One by one, they switched to recurring “all access” models — one easy platform, a stack of acronyms, and a promise that it’s all you need to land your dream hacking job.
The AI Pivot Is Just the Latest Version of This
TryHackMe founder Ben Spring has a new company. NoScope sells an AI-powered pentesting platform — not to practitioners, but to the companies that hire them.
I’ve seen many reactions, the gist of which seems to be that a company that made its name educating people to do actual work has potentially used training data from people to build NoScope.
I get it - to an extent. There are approaches to practitioner augmentation that are like Praetorian’s, releasing (opens in new tab) what I imagine are open-source versions of internal tooling. Then, there are profit-seeking approaches like NoScope, which sell their AI augmentation tooling to companies for a fee.

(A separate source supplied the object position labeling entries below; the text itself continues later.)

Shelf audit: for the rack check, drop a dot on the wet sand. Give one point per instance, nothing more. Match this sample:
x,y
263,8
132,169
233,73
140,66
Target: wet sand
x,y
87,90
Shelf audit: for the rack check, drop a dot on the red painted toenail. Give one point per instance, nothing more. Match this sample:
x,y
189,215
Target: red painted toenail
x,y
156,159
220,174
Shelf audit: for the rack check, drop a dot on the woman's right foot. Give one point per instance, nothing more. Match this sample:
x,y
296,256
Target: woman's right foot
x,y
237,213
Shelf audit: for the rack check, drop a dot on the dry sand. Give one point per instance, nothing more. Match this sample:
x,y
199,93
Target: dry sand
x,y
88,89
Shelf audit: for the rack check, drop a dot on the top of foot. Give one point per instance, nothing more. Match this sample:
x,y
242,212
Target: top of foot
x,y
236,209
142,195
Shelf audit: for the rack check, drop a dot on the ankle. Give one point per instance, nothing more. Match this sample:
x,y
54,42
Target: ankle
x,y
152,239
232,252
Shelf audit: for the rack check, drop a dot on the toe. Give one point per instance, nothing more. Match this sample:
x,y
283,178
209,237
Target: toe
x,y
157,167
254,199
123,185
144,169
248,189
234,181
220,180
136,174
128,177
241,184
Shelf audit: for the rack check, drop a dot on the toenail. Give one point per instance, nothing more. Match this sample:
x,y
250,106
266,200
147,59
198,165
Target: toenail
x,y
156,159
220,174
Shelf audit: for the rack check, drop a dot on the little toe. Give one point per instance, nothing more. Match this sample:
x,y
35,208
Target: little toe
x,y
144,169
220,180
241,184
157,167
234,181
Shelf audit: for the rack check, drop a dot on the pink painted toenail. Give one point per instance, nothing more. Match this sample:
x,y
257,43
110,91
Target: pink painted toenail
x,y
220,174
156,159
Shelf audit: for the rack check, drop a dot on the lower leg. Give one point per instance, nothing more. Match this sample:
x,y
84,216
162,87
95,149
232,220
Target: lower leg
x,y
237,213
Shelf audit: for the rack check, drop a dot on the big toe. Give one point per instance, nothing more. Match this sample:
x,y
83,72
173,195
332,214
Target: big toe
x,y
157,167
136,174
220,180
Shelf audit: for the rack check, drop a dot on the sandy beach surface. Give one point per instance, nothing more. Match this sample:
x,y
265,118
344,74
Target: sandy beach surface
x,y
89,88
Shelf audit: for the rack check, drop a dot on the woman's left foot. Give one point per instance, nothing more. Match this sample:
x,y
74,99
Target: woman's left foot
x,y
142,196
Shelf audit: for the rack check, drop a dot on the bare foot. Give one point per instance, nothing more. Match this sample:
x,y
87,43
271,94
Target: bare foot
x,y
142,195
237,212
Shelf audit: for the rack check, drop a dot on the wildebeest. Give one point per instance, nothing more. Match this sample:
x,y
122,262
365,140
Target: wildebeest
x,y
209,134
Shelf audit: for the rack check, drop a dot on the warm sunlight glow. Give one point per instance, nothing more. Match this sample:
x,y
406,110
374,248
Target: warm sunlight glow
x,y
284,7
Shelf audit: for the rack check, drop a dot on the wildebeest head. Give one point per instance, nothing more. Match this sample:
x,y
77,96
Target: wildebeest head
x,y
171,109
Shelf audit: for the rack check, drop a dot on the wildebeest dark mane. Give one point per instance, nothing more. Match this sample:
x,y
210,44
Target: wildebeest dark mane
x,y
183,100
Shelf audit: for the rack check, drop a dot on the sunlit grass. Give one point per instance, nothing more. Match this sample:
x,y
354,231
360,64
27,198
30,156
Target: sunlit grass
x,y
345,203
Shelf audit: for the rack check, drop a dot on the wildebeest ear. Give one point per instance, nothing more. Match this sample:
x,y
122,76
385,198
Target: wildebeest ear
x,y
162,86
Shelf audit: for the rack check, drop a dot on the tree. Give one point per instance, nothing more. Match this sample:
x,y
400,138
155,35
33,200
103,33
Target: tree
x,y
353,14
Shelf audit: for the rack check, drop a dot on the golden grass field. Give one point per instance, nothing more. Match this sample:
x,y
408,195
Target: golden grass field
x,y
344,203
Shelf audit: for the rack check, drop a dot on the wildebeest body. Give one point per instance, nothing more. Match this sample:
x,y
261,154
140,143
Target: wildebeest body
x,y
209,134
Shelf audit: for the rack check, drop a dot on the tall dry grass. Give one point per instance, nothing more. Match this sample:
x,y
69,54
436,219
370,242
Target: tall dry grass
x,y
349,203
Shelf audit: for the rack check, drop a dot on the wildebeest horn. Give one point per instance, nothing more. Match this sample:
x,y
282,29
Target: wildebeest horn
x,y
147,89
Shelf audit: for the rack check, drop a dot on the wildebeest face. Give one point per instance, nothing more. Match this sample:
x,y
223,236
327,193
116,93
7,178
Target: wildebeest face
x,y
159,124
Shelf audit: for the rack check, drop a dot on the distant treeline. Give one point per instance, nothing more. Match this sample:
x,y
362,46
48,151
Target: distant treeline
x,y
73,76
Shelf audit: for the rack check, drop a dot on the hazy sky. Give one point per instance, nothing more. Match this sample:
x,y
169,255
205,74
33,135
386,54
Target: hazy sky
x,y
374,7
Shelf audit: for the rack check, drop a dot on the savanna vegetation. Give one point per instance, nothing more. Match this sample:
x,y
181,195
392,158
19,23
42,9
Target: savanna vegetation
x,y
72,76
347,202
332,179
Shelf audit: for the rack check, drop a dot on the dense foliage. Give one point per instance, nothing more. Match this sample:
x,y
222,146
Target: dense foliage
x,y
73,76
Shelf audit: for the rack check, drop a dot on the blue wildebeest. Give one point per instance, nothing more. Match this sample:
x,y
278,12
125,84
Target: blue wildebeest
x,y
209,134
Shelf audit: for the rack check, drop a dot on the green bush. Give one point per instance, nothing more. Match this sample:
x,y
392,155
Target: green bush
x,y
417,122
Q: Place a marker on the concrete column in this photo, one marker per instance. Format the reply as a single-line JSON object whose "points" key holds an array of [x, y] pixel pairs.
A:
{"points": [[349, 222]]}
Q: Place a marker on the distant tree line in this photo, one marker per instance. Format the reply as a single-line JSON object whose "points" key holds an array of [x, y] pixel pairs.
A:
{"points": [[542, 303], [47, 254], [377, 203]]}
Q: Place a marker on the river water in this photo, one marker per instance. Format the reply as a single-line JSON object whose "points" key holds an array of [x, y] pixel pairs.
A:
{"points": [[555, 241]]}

This dichotomy has always existed. Sliver and Cobalt Strike, Nuclei and Nessus - the open-source vs. paid divide has always been with us. What’s different now is who is doing the buying and what they’re being told it replaces.
AI “autonomous pentesting” — and even worse, “autonomous red team” — is poised to be the next thing companies, not practitioners, want to see. The race to a profitable exit is blatant, and it’s not going to change.
Those two things are being sold to people who buy tools, not use them. I’ll give you one guess which group is most upset by it.
What To Do About It
The goal is money. It is almost always money.
If you learn genuinely useful tradecraft and grab a cert along the way, great. But your professional development is not the primary purpose of any flashy training platform — especially one backed by venture capital or private equity.
So it’s up to you. Instead of outsourcing your education to companies that don’t actually care about it, take it upon yourself to explore.
Set up a home lab. Augment your own workflow (you do have a documented methodology, don’t you?) with open-source agentic tooling. Use it to make yourself a force multiplier that can stand up one day in the future and show a customer exactly why buying an expensive AI pentesting tool was a risk calculation error.
Or, you know, don’t. Just don’t be surprised when you’re staring at the back of the industry’s head as it flies away on this rocket ship.